Beberapa negara telah sukses mengimplementasikan aplikasi mHealth. Misalnya, Senegal dengan mDiabetes yang memiliki lebih dari 117.000 pengguna, India dengan mTobaccoCessation sebanyak 2,1 juta pengguna, dan Zambia dengan mCervicalCancer yang menjangkau lebih dari 600.000 pengguna. Di Indonesia, Kementerian Kesehatan telah meluncurkan lima aplikasi untuk mendukung kesehatan masyarakat, termasuk SATUSEHAT dan Sehat Indonesiaku Training.
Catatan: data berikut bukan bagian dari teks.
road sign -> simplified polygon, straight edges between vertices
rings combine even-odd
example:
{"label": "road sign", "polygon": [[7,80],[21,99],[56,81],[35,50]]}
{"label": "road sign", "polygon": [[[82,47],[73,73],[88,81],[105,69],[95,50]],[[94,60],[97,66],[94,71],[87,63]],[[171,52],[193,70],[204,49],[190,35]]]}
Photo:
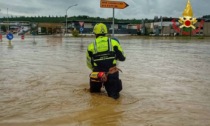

Namun di balik resolusi kesehatah digital yang dianggap memudahkan, terdapat tantangan etika, terutama terkait privasi, dan keamanan data pengguna. Risiko kebocoran data pengguna dapat mengancam privasi, misalnya, perusahaan asuransi dapat memanfaatkan data yang bocor untuk kepentingan mereka.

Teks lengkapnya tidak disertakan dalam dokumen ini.